7 data science use cases for business
With these 7 data science use cases, you’ll be able to see how data analysis can help you make your business more profitable and competitive.
Data science is a powerful tool that can be used in many different ways. The data it generates can help you make better decisions on everything from marketing to product development. You can use it for forecasting, predicting outcomes, and optimizing outputs. It can also be used as a competitive edge over your competition.
To avoid being left behind, it’s time to take your business into the future with data science. With these 7 data science use cases, you’ll be able to see how data analysis can help you make your business more profitable and competitive.
Pinpoint customer loyalty and trends.
One of the simplest methods for businesses to enhance sales and profitability is to maintain and increase sales to current customers rather than acquire new ones. According to statistics, acquiring a single new client might cost five times as much as aggressively retaining an existing, valuable customer. This is a significant difference.
This significant disparity is one of the key reasons why businesses in every industry are trying so hard to retain their most valuable clients and boost overall sales to loyal customers. This transition is being driven mostly by internet retailers.
Working with data science is a specialized skill, however. You can’t just start using data science tomorrow without any familiarity with analytical platforms, or how to read and interpret the data. This is why a lot of successful businesses use consultants that offer data science solutions, like RTS Labs.
Segment your customers by habits.
To effectively segment your customer base, you need to know what each segment actually means. How do people think about your product or service and, more importantly, what questions do they typically ask when they look to buy or sign up for your product?
A data science outsourcing firm can help you generate data, understand what people are searching for, and understand what problems each segment is trying to solve.
The goal of using this method, in this case, is to discover trends in consumers who buy certain items. As a result, you’ll be able to build a marketing campaign just for these customers.
Optimize your workflows and process
SMBs are increasingly relying on data and analytics to discover and correct inefficiencies. A global agricultural equipment company, for example, was having issues with its training division, with hired rooms for dealership training sessions frequently lying vacant.
These inefficiencies were almost always found at the end of the year, long after it was too late to do anything about them.
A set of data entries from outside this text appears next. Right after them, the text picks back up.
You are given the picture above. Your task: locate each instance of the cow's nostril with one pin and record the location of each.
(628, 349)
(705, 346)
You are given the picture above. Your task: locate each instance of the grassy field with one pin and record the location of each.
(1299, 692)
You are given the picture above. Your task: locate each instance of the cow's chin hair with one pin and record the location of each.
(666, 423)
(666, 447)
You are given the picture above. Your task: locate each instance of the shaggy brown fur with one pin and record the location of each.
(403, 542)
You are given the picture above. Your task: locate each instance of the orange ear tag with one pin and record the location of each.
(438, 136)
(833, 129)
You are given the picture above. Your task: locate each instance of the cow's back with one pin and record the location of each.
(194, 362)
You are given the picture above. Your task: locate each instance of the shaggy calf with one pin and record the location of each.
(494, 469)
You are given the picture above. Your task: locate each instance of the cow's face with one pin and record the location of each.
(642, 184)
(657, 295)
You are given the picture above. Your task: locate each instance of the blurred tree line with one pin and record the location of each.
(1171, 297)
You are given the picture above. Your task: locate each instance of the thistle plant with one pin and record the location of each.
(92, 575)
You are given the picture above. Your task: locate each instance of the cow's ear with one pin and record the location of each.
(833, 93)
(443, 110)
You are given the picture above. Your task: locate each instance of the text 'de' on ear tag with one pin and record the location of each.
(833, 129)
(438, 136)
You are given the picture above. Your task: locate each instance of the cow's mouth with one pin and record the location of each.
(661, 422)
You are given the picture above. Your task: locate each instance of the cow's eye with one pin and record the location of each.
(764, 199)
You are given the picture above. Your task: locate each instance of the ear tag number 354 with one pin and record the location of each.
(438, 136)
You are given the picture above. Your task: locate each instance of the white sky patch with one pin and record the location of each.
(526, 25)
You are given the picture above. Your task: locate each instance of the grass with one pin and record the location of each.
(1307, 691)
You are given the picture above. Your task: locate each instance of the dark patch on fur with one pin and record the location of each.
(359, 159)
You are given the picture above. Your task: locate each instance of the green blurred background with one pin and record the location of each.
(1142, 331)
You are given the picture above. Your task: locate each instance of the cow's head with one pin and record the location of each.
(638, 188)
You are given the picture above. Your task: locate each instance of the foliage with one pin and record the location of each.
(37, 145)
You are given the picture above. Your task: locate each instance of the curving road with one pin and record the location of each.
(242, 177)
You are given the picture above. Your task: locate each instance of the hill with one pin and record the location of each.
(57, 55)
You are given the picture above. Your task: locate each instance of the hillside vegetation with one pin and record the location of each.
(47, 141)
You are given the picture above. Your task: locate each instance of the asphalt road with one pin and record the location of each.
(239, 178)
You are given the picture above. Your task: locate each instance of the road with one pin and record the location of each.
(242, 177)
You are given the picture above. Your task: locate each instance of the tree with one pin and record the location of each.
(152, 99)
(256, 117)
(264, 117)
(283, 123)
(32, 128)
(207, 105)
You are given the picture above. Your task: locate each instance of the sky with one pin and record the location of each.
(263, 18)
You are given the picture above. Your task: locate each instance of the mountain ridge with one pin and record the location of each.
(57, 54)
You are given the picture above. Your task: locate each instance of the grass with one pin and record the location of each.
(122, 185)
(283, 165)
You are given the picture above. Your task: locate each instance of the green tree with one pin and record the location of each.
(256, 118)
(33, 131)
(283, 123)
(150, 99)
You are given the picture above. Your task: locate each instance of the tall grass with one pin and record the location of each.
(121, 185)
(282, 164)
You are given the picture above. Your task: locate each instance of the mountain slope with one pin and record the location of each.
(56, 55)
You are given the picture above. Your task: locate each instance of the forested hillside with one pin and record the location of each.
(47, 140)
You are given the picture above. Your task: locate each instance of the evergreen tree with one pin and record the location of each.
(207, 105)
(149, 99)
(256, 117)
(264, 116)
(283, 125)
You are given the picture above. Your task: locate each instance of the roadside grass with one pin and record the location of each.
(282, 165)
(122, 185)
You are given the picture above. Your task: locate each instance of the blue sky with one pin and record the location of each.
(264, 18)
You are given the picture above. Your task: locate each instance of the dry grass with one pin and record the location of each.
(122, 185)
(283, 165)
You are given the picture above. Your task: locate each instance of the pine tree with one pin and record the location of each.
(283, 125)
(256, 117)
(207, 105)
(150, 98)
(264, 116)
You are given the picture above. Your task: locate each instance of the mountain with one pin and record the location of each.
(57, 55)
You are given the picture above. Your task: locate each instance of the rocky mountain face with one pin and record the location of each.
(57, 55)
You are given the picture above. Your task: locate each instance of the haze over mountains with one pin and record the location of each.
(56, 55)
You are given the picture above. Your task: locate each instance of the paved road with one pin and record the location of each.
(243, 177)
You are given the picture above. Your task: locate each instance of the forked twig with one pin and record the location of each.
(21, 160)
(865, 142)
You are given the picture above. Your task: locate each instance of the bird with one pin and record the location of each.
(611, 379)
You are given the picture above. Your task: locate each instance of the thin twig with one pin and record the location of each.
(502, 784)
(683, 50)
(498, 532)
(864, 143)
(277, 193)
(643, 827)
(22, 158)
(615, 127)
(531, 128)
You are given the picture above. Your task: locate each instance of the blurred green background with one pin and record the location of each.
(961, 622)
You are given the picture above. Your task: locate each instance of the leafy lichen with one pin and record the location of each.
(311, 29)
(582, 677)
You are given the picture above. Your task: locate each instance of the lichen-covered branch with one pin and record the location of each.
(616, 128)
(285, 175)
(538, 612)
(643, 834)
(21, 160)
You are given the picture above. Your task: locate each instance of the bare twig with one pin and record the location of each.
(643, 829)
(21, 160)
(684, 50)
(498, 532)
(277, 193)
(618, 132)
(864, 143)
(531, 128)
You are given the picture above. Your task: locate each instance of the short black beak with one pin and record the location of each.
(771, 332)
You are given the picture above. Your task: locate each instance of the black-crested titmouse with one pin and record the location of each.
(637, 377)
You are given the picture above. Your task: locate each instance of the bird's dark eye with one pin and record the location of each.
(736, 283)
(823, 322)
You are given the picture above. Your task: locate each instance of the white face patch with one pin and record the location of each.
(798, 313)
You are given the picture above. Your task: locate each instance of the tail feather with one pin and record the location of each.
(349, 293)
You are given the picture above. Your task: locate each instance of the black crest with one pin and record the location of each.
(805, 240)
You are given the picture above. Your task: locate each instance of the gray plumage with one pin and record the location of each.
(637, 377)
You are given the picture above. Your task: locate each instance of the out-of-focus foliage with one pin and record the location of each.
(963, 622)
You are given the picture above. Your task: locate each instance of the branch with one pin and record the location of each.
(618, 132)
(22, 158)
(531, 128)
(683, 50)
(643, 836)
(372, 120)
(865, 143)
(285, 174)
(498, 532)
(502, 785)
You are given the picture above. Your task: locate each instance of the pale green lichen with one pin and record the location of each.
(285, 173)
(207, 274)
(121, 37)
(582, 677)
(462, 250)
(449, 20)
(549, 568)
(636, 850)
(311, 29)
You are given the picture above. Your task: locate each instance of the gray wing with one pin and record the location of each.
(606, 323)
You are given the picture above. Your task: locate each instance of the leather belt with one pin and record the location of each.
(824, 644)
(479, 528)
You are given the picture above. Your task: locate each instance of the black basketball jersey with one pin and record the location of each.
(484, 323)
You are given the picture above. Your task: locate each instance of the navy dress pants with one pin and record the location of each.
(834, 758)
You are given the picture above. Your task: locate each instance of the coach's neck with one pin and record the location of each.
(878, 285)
But the company’s managers were able to learn more about their training issue by analyzing data that showed inefficiencies in how trainees were being assessed.
You’re able to automate data gathering across several platforms and give insight with the help of the customer. The entire collection process is taken care of for you.
Internal process management
Managing complex and dynamic processes within a company with outdated technology and procedures is getting increasingly difficult. Data and analytics may aid in the automation of various operations and provide data-driven insights.
This is an example of a mid-sized telecommunications firm that offered network solutions to its clients. Typically, this involved acquiring a significant number of lines from various suppliers and linking them in a controlled network. They had tens of thousands of lines that required monthly payments.
When customers canceled individual lines, the third-party supplier did not always cancel them as well. As a result, payments were made on a monthly basis for lines that produced no revenue.
Industry wide insight
Analysis of a variety of market situations for insights that can be readily accessible by teams across the firm is a common method for determining business value. A worldwide pharmaceutical business, for example, must swiftly assess a range of industry-wide concerns in order to make product price decisions in 90 different locations.
Their solution must allow pricing teams to easily compare and iterate on circumstances. The company was able to use a variety of data assets that they already have within the organization, such as clinical trials, market research, industry benchmarking, financial predictions, and more, by using a scalable modeling engine and sensitivity analysis.
Logistics and supply chain management are two of the most pressing issues confronting the industrial sector. AI has the potential to transform manufacturing by enabling for better resource use and value chain management. AI may contribute to transformation in the industrial sector in a variety of ways, including:
- It is possible to keep track of supplies using various applications in order to ensure seamless functioning.
- Demand forecasting for a given product in order to enhance logistical management.
Dark data isn’t frightening or evil in any way – just the contrary, in fact. Dark data is defined as data assets that businesses gather, process, or store but never use.
It’s the information that matters, yet it gets lost in the shuffle. Examples include unused client data, opened but not removed email attachments, and out-of-date customer service requests. Dark data is expected to account for 93 percent of all data by 2020, and an increasing number of firms are prepared to use it.
They accomplish this in part by analyzing data from customer service logs to determine which media a client used to start contact and how long the encounter lasted. This dark data enables a company to discover a client’s preferred mode of contact in order to provide better customer care in the future.